Add a new memslot flag (KVM_MEM_EXIT_ON_MISSING) through which userspace
can indicate that KVM_RUN should exit instead of faulting in pages
during vcpu-context guest memory accesses. The unfaulted pages are
reported by the accompanying KVM_EXIT_MEMORY_FAULT_INFO, allowing
userspace to determine and take appropriate action.

The basic implementation strategy is to check the memslot flag from
within __gfn_to_pfn_memslot() and override the caller-provided arguments
accordingly. Some callers (such as kvm_vcpu_map()) must be able to opt
out of this behavior, and do so by passing can_exit_on_missing=false.

No functional change intended: nothing sets KVM_MEM_EXIT_ON_MISSING or
passes can_exit_on_missing=true to __gfn_to_pfn_memslot().

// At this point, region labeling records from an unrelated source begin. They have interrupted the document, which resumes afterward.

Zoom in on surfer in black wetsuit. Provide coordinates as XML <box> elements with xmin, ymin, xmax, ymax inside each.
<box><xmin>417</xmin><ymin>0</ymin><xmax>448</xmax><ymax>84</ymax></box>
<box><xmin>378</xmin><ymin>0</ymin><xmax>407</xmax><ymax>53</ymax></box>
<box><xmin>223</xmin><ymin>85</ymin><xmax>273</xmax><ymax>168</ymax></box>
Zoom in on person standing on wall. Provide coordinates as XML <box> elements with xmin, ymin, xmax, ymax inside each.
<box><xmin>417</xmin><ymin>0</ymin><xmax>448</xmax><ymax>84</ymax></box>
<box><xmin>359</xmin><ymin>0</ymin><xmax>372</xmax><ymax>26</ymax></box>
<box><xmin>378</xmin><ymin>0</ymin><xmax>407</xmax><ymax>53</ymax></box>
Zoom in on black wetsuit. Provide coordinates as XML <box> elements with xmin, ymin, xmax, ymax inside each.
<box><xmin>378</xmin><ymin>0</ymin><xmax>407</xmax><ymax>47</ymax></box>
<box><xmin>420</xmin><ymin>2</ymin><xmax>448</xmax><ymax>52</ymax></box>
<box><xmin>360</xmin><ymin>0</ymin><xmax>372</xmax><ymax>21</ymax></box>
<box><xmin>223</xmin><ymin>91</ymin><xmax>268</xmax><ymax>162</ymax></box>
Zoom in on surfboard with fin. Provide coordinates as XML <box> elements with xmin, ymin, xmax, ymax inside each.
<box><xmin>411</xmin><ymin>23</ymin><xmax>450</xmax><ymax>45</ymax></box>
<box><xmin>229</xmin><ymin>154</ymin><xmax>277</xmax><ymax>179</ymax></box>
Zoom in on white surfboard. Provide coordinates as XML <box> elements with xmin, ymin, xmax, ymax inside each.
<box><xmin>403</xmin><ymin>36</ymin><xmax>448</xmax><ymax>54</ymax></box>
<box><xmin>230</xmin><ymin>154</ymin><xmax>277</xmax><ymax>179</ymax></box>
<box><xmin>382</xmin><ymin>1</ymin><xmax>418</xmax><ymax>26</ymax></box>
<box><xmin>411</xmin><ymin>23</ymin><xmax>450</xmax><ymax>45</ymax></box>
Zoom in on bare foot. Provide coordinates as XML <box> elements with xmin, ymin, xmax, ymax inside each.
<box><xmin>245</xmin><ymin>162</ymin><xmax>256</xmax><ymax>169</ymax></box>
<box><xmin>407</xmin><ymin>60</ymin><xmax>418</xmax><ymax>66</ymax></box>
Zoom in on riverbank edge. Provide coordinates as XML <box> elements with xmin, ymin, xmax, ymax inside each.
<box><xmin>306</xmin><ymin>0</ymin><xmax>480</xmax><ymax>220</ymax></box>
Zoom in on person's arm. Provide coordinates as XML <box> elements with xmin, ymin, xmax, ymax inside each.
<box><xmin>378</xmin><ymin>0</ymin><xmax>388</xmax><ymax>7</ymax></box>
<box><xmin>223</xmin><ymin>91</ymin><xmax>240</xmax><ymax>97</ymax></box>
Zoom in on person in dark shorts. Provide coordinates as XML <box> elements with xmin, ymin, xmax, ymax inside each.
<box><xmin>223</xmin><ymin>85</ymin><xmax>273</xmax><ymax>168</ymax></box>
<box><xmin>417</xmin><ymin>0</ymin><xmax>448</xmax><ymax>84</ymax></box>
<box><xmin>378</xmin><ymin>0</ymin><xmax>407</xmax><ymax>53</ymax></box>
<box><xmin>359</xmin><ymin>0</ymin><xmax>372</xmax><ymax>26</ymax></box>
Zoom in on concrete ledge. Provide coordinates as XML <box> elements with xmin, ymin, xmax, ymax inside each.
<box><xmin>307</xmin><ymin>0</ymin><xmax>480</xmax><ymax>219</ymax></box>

Suggested-by: James Houghton <jthoughton@xxxxxxxxxx>
Suggested-by: Sean Christopherson <seanjc@xxxxxxxxxx>
Signed-off-by: Anish Moorthy <amoorthy@xxxxxxxxxx>
---
 Documentation/virt/kvm/api.rst         | 23 +++++++++++++++++-
 arch/arm64/kvm/mmu.c                   |  2 +-
 arch/powerpc/kvm/book3s_64_mmu_hv.c    |  2 +-
 arch/powerpc/kvm/book3s_64_mmu_radix.c |  2 +-
 arch/x86/kvm/mmu/mmu.c                 |  4 ++--
 include/linux/kvm_host.h               | 12 +++++++++-
 include/uapi/linux/kvm.h               |  2 ++
 virt/kvm/Kconfig                       |  3 +++
 virt/kvm/kvm_main.c                    | 32 ++++++++++++++++++++++----
 9 files changed, 70 insertions(+), 12 deletions(-)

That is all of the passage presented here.